Millay’s early life was marked by talent, poverty, and a strong-willed household. Her mother, Cora Lounella Buzelle, was a custom hair stylist and training nurse; her father, Henry Tolman Millay, was a life insurance agent and teacher who later became a superintendent of schools. Cora divorced him in 1904 for improvidence and domestic abuse, and she raised Edna, Norma, and Kathleen while moving from town to town. She carried a trunk of classic literature, including Shakespeare and Milton, and read to her daughters. Millay, who called herself “Vincent,” was encouraged to read the classics at home, though she was too rebellious to thrive in formal schooling.
Her literary gifts appeared early. At 14 she won the St. Nicholas Gold Badge for poetry, and by 15 she had published poems in St. Nicholas, the Camden Herald, and Current Literature. Her first major public notice came in 1912, when her poem “Renascence” placed fourth in a contest for The Lyric Year. The result drew press attention because the Millays were working-class women living in poverty, and because all three winners were men. Some observers saw sexism and classism in the outcome. The controversy helped launch her career, and arts patron Caroline B. Dow, after hearing Millay recite and play piano in Camden, offered to pay for her education at Vassar College.
Millay entered Vassar in 1913 at age 21. She found its strict expectations hard to bear after a more liberal home life that had included smoking, drinking, playing gin rummy, and flirting with men. Still, she became a prominent campus writer and a regular contributor to The Vassar Miscellany. Near graduation in 1917, the faculty voted to suspend her indefinitely, but a petition by her peers allowed her to graduate. During her college years she kept scrapbooks that included drafts of plays, and she had romantic relationships with women, including Edith Wynne Matthison, who later became a silent-film actress.

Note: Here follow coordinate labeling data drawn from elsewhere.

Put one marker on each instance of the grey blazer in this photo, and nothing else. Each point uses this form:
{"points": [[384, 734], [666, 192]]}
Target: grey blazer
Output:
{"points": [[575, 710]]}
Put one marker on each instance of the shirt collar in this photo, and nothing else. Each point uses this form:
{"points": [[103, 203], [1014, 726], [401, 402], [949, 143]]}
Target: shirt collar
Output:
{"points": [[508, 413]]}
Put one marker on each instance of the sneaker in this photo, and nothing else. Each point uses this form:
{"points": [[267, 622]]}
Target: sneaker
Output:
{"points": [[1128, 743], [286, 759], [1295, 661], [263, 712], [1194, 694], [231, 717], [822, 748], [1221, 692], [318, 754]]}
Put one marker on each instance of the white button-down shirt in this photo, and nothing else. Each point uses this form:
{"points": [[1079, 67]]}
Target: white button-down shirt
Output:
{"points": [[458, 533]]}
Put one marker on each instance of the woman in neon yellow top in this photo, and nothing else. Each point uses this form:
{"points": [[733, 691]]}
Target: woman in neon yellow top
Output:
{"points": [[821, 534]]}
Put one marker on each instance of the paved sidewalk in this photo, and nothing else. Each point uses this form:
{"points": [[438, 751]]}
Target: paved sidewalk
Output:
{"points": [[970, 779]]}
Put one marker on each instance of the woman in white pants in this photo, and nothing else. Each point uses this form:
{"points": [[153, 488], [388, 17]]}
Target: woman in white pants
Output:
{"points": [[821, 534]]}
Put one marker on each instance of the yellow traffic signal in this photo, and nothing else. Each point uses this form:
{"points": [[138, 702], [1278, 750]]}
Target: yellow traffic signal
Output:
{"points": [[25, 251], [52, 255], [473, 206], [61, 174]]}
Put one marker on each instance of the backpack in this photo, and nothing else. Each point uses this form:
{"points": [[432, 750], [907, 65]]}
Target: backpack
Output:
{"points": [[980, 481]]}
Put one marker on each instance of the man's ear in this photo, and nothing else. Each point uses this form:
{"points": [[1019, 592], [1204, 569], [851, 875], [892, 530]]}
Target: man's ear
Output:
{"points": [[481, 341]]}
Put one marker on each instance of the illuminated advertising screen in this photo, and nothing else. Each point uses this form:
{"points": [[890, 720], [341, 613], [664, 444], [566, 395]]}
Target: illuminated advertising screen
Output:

After Vassar, Millay moved to Greenwich Village, then becoming known as a bohemian writers’ haven. She lived in several places in New York City, including 75½ Bedford Street, known as the narrowest house in the city. She formed relationships with men and women, and counted writers Witter Bynner, Arthur Davison Ficke, and Susan Glaspell among her close friends. In 1919 she wrote the anti-war play Aria da Capo, which starred her sister Norma Millay. In 1923, she won the Pulitzer Prize for Poetry for “Ballad of the Harp-Weaver,” becoming the first woman and the second person to receive that award. In 1943, she became the sixth person and the second woman to receive the Frost Medal for lifetime contribution to American poetry.

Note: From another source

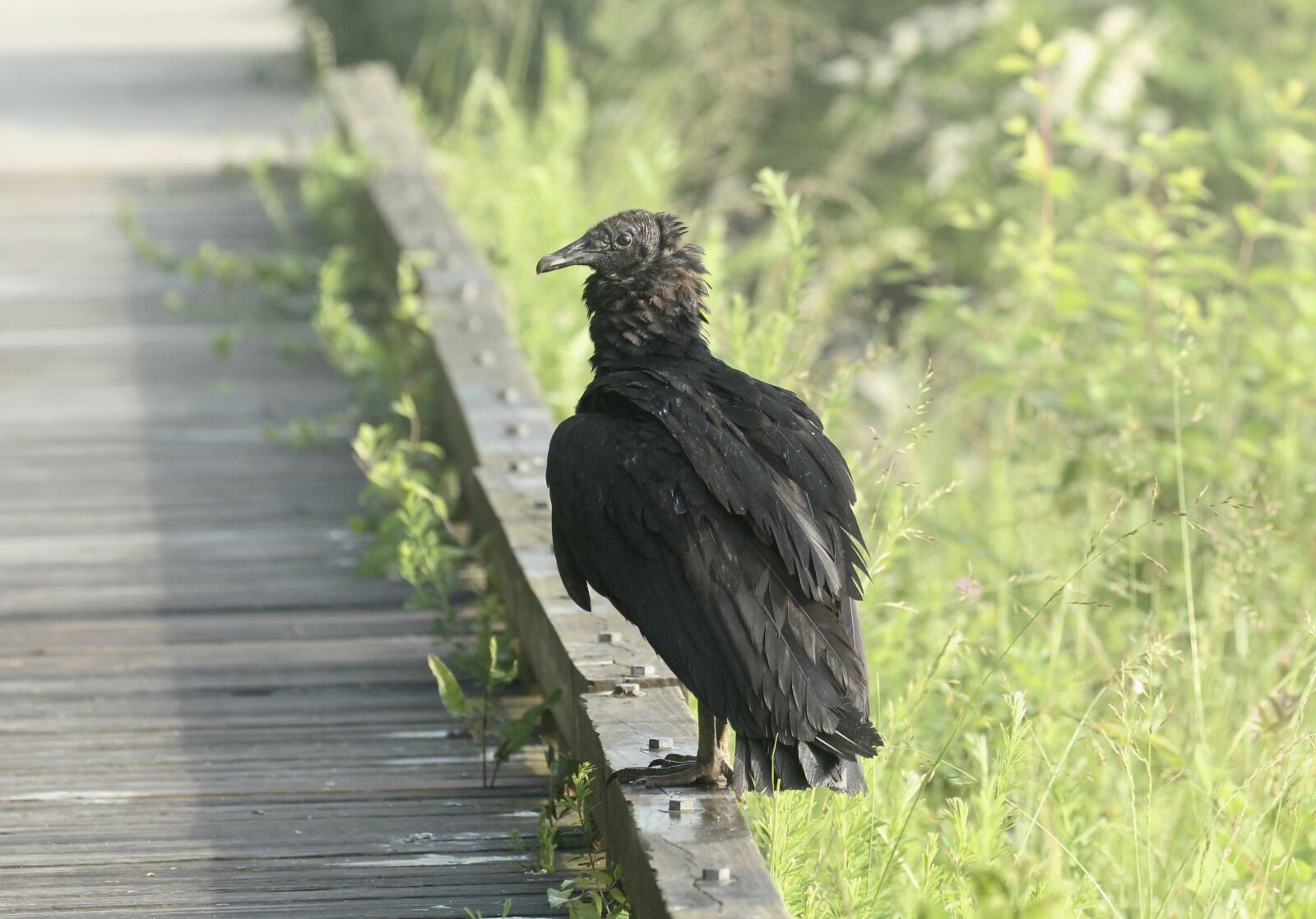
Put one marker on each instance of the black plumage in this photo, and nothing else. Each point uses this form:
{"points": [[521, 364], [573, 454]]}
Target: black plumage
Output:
{"points": [[715, 513]]}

Millay was highly regarded for much of her lifetime. Literary critic Edmund Wilson called her “one of the only poets writing in English in our time who have attained to anything like the stature of great literary figures.” By the 1930s, modernist critics began to dismiss her work for its traditional forms and subject matter. Later, feminist literary criticism in the 1960s and 1970s renewed interest in her writing. Her poems and plays remain compelling because they come from a life lived with sharp feeling, independence, and open resistance to the limits placed on women, artists, and desire.